Allison Yi Hsiang [1,2] and Sebastian Höhna [1,2]
[1] GeoBio-Center LMU, Ludwig-Maximilians-Universität München, Richard-Wagner-Str. 10, 80333 Munich, Germany, [2] Department of Earth and Environmental Sciences, Paleontology & Geobiology, Ludwig-Maximilians-Universität München, Richard-Wagner-Str. 10, 80333 Munich, Germany
The ability to robustly and efficiently infer divergence times is needed to understand the history, timing, and tempo of evolutionary events. Most divergence time trees are inferred in full Bayesian frameworks, where the topology and node ages are estimated simultaneously (i.e., in a joint approach). While this is the ideal approach given current methods, jointly inferring all of these parameters can be computationally prohibitive as datasets increase in size (both in terms of number of taxa and number of sites). Furthermore, the joint approach limits the sequence evolution and/or clock models that can be applied, as users must use the same software for both.

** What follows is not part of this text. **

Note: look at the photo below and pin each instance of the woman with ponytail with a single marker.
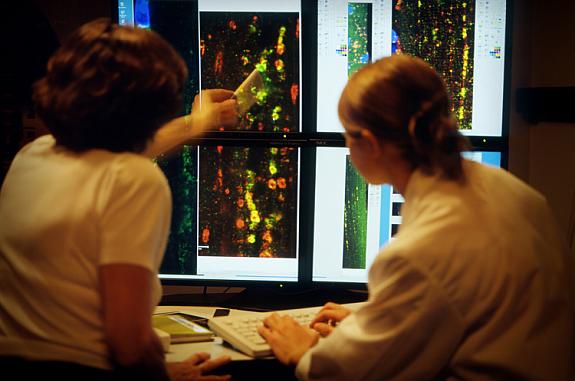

Here, we present a stepwise approach to inferring divergence times under a Bayesian framework, as implemented in the probabilistic graphical model environment RevBayes. In this approach, a sample of unrooted trees is generated first. We then perform importance sampling on the distribution of trees produced in step 1, and use this as data input for the second step, where the clock model parameters are estimated to infer the node ages of the divergence time tree. The advantages of this approach lie in improved computational efficiency (as the time-consuming step of calculating the likelihood of the sequence data is skipped in the second step) and in allowing users the freedom to choose different software packages for each of the steps. In theory, and shown by our toy examples, the joint inference and stepwise inference produce identical posterior distributions (i.e., not more dissimilar than would be expected due to stochasticity).